Process Substitution (Advanced Bash)

Process substitution lets you use command output as if it were a file.

$ diff <(command1) <(command2)

The <(command) syntax runs the command and makes its output available as a temporary file.

Example: Compare outputs of two commands

$ diff <(node version1.ts) <(node version2.ts)

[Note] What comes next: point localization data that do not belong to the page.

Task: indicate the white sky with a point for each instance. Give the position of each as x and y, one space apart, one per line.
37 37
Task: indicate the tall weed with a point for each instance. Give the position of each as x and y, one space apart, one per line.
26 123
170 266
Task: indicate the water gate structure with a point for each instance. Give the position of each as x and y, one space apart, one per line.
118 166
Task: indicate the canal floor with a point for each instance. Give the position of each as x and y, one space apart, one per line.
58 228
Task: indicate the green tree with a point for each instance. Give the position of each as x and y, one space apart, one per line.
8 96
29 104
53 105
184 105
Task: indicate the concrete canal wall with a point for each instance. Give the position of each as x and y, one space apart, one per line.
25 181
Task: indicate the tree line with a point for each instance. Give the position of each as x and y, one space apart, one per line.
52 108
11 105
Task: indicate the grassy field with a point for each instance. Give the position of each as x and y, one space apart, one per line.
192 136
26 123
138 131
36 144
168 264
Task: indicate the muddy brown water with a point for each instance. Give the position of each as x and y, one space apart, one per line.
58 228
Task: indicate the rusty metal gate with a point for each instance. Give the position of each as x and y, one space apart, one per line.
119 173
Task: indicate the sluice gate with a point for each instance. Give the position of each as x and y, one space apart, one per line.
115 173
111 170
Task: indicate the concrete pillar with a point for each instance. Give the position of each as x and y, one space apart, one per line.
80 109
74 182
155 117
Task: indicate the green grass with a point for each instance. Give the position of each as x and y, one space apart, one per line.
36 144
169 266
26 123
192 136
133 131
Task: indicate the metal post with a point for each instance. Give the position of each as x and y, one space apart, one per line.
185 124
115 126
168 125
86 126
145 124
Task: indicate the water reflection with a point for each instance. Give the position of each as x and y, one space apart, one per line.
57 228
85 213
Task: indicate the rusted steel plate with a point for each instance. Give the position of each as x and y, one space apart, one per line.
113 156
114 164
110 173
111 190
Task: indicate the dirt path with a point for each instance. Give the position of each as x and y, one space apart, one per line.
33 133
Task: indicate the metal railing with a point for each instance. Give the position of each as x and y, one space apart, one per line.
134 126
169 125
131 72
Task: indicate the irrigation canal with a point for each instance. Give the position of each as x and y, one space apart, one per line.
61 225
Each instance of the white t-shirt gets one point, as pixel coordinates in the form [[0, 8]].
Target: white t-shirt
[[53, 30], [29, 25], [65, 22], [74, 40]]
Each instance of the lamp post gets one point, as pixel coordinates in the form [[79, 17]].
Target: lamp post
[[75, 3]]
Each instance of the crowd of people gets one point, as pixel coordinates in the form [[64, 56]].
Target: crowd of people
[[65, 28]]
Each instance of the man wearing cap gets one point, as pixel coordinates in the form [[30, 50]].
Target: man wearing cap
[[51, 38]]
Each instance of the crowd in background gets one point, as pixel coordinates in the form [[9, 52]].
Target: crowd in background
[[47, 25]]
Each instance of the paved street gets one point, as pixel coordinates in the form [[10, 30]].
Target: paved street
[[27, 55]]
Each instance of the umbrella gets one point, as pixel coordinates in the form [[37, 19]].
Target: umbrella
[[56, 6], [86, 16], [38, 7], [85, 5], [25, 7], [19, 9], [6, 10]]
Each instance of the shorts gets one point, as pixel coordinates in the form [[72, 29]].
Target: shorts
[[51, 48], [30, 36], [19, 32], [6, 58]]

This compares the output of two different script versions without creating temporary files manually.

Named Pipes (FIFOs)

Named pipes let processes communicate through the filesystem:

# Create a named pipe
$ mkfifo mypipe

# Terminal 1: Write to the pipe
$ node producer.ts > mypipe

# Terminal 2: Read from the pipe
$ node consumer.ts < mypipe

The producer blocks until the consumer starts reading, creating synchronization between processes.

Use case: Streaming data between long-running processes without filling disk space with intermediate files.

Programmatic Stream Redirection in Node.js

Sometimes you need to redirect streams from within your Node.js program. Let's explore how to do this programmatically.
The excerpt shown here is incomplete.